The central nervous system may infected by a wide range of microorganisms. However, immune response in the central nervous system is too limited and delayed, and penetration of antimicrobials from blood-brain barrier is also limited. The neuroinfections results attributable to the local deficiency in immune system as well as in complement system. The microorganisms can also leads to clinical syndromes such as progressive multifocal leukoencephalopathy (PML), chronic meningitis, herpes simplex encephalitis, West Nile virus neurologic infections, Creutzfeldt–Jakob disease, neurosarcoidosis, AIDS–related viral infections of the nervous system. There is a prompt medical attention required for the therapy of neuroinfectious disease.
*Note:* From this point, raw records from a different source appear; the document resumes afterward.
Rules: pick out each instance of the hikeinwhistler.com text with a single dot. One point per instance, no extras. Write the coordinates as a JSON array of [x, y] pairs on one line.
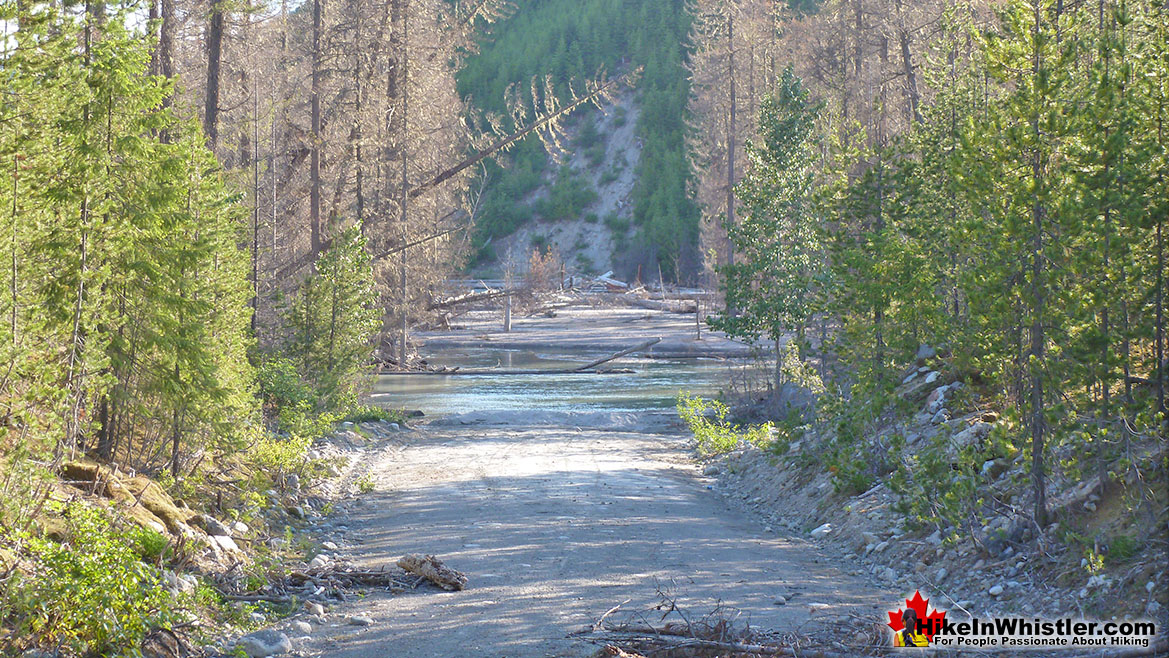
[[1019, 632]]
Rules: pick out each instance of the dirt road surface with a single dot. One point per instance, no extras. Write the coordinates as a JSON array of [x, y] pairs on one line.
[[554, 526]]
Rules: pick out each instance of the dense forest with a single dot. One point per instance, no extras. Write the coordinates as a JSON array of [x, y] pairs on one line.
[[222, 217], [989, 179]]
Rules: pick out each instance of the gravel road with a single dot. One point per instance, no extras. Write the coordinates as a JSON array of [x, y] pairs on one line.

Most of the neural infections are life threatening. The molecular and cellular studies reveal the interactions between host response to pathogens, microglia crosstalk, and pathobiology of neuroinflammation.
Mast cells are multifunctional cells which play a central & vital role in classic IgE-associated allergic disorders and have a protective role in host defense against microorganisms such as parasites, bacteria, fungi and viruses in the context of both innate and adaptive immune responses. They are the major form of link between neurons and inflammation via neuropeptides which may induce human mast cell degranulation and chemokine production. The host response to pathogens differs among individuals which depends on the individual’s current immune status and efficiency of immune responses. Some non-neuronal cells release pro-inflammatory signals which induce glial cells.
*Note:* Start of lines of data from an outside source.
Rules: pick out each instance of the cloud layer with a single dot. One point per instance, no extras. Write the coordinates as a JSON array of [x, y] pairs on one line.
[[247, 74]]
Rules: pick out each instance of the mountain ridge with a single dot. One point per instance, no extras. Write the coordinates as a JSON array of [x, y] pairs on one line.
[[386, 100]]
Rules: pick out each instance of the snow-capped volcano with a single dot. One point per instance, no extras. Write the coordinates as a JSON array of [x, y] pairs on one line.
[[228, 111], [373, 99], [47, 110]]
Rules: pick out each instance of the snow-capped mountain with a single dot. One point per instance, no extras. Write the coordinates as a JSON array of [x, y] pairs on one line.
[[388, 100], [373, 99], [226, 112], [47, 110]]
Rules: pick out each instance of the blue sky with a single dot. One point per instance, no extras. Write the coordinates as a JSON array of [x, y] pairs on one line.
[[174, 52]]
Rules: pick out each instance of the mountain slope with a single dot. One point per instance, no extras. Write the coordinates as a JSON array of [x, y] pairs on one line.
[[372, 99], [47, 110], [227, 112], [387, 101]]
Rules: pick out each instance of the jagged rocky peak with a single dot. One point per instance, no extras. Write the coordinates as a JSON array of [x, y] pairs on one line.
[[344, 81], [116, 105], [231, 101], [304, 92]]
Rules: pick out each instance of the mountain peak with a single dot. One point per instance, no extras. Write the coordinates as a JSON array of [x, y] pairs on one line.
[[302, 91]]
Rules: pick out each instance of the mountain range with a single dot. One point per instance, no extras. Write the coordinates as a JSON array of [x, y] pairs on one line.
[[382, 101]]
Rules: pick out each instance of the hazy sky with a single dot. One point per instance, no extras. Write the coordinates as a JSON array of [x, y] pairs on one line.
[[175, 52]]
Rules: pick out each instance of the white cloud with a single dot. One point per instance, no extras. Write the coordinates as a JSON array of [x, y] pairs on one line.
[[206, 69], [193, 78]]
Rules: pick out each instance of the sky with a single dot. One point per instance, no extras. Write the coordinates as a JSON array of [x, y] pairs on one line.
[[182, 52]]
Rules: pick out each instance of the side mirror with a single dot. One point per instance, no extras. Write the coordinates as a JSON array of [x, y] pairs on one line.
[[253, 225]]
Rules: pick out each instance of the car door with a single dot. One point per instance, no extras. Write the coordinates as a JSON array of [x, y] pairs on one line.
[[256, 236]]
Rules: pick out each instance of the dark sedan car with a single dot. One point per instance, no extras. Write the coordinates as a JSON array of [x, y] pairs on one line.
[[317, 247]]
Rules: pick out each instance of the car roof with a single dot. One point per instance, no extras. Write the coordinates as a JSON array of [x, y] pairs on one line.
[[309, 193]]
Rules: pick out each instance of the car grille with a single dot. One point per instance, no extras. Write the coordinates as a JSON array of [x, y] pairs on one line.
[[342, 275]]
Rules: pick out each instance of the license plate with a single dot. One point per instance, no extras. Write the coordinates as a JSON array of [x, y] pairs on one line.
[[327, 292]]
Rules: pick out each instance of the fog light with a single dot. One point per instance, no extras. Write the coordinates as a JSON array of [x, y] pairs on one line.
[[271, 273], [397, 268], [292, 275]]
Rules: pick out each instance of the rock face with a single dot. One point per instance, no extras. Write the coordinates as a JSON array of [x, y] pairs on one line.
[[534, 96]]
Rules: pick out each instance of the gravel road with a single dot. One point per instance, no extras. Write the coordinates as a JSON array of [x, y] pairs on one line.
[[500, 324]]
Activation of P2 receptors by ATP stimulates the release of IL-33. As a result I1-6, IL-13 & monocyte chemoattractant protein 1 releases which in turns affect the microglial activity. Another study reveals that PAR-2 has been a novel therapeutic target for the treatment of brain disorders. It has been observed fatty acid amide named N-palmitoylethanolamine (PEA) has neuroprotective effects. It was also useful against amyloid β-peptide-induced learning and memory impairment in mice. In short enzymatic regulation of PEA represents a novel therapeutic approach to treat neuroinflammation.